The specific surface area of the FeCl3-modified P. vittata biochar was larger than that of the unmodified biochar, and the As adsorption capacity improved. The specific surface area of the biochar calcined at 600 °C was the largest among the three types, but the increase in As adsorption capacity by FeCl3 modification was the highest for the biochar calcined at 1200 °C. However, the increase in the amount of As adsorbed by Fe-modification was the highest when the biochar calcined at 1200 °C was used as the raw material probably because the Fe3+ ions were attracted to the π-electrons or oxygen-containing functional groups on the surface of this biochar than in the other two types29. The leaf biochar calcined at 1200 °C before modification has a larger specific surface area than those calcined at 600 °C and 800 °C, and in this case, the adsorption by π-electrons is stronger because the oxygen-containing functional groups on the surface are less due to the high-temperature calcination. Therefore, it is suggested that the π-electrons of the biochar calcined at 1200 °C attracted more Fe3+ ions present in the aqueous solution, which increased the attachment of the reduced Fe particles to the biochar surface or they caused the formation of complexes with oxygen-containing functional groups resulting in an increase in As adsorption and specific surface area. In addition, the reason for the improved arsenate adsorption at low initial concentrations of 1 to 10 mg/L in the case of FeCl3 modification is that the biochars calcined at 800 °C and 1200 °C had a sufficient amount of Fe that was adsorbed on to their surfaces, which may have resulted in the formation of a high-affinity complex between Fe and arsenate. In the biochar calcined at 600 °C, Fe was less modified than in the other two conditions, which may have caused the difference in the adsorption behavior after modification. On the other hand, it was confirmed that the adsorption performance tended to decrease at initial concentrations of above 100 mg/L compared to that at lower concentrations because the complex formation by Fe has high affinity, but the number of adsorption sites is limited, and hence the adsorption rate may have decreased due to the increase in arsenate present in the surrounding area.

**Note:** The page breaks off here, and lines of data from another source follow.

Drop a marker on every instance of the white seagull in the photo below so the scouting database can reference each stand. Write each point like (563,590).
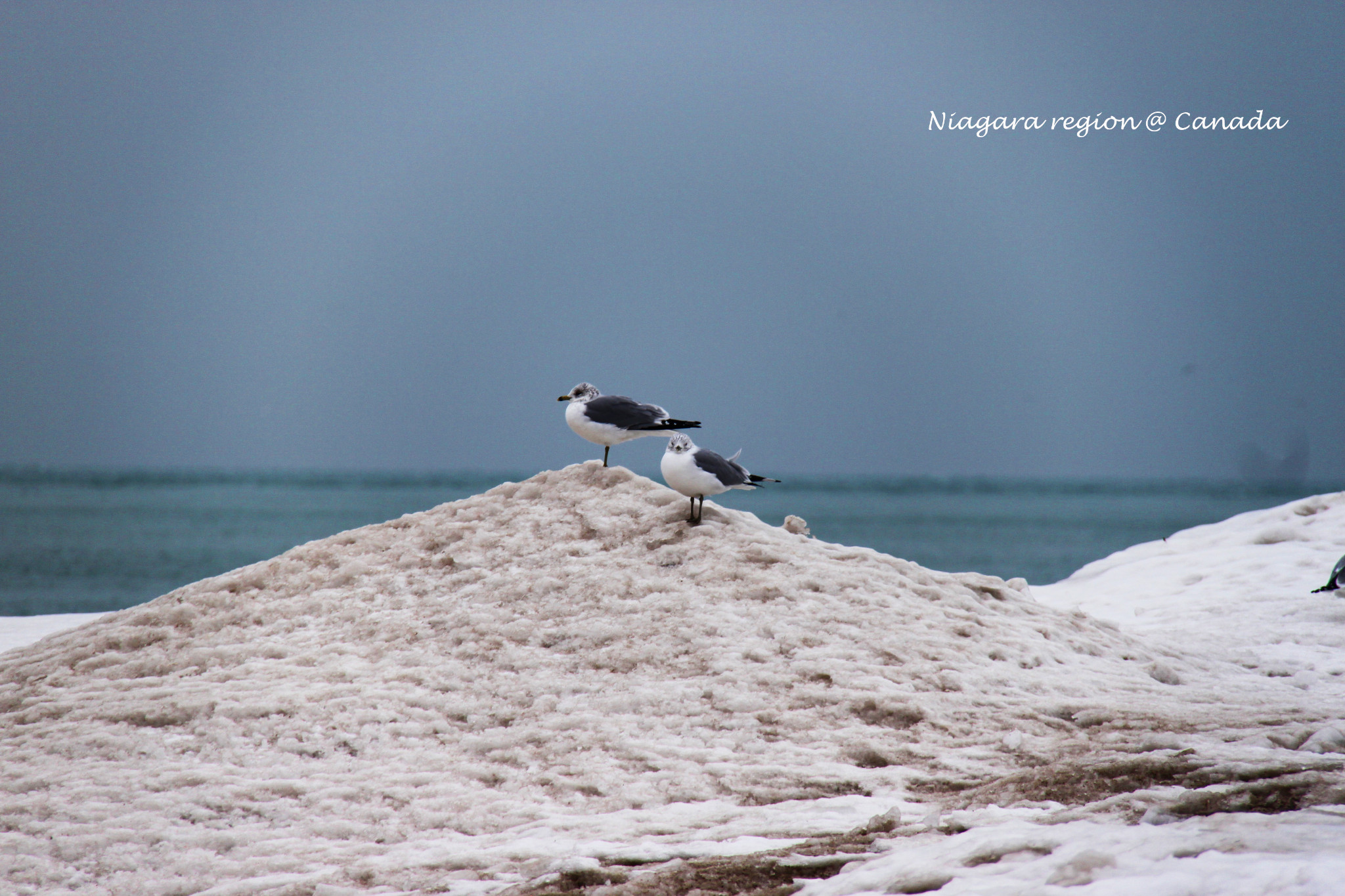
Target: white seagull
(611,419)
(697,472)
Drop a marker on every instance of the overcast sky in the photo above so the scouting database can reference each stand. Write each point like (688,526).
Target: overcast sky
(386,236)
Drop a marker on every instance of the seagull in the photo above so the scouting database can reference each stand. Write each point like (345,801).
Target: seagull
(1334,582)
(697,472)
(611,419)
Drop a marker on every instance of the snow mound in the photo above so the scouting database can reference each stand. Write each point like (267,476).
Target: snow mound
(1239,590)
(358,708)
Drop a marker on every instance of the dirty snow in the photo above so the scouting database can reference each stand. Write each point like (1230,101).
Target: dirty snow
(560,676)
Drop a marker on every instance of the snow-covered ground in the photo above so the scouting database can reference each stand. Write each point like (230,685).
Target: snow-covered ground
(562,685)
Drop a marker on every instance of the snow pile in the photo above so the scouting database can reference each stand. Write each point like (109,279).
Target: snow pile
(1238,590)
(562,675)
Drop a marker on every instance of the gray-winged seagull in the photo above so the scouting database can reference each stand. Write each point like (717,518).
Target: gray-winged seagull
(611,419)
(697,472)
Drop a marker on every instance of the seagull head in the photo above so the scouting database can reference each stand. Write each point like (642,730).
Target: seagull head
(581,393)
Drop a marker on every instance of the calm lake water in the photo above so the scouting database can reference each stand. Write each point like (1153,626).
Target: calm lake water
(79,542)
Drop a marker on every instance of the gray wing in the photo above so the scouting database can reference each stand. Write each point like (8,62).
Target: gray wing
(625,413)
(726,472)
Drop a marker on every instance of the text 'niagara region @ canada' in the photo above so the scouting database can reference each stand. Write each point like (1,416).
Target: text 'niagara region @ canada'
(1084,125)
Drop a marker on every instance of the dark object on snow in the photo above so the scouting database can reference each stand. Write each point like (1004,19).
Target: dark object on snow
(1334,582)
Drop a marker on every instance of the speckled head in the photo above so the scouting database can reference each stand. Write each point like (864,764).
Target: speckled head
(680,444)
(581,393)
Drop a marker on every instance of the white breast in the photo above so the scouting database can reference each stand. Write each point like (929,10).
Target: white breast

Although the specific surface area of P. vittata biochar modified with NaOH was larger than that before modification, the Cd adsorption capacity improved only at the initial Cd concentration of 100–250 mg/L probably because of the decrease in carboxyl groups (-COOH) associated with NaOH modification. It has been reported that the modification of biochar with NaOH results in the formation of lactones by dehydration condensation of the surface functional group COOH with the hydroxyl group (-OH) of NaOH and an increase in OH20. The P. vittata biochar calcined at 600 °C before modification had the highest amount of -COOH, and that calcined at 1200 °C was considered to have the strongest binding by π-electrons on the biochar surface. However, NaOH modification caused a decrease in -COOH, which is a surface functional group, and the presence of surface functional groups seems to have changed significantly.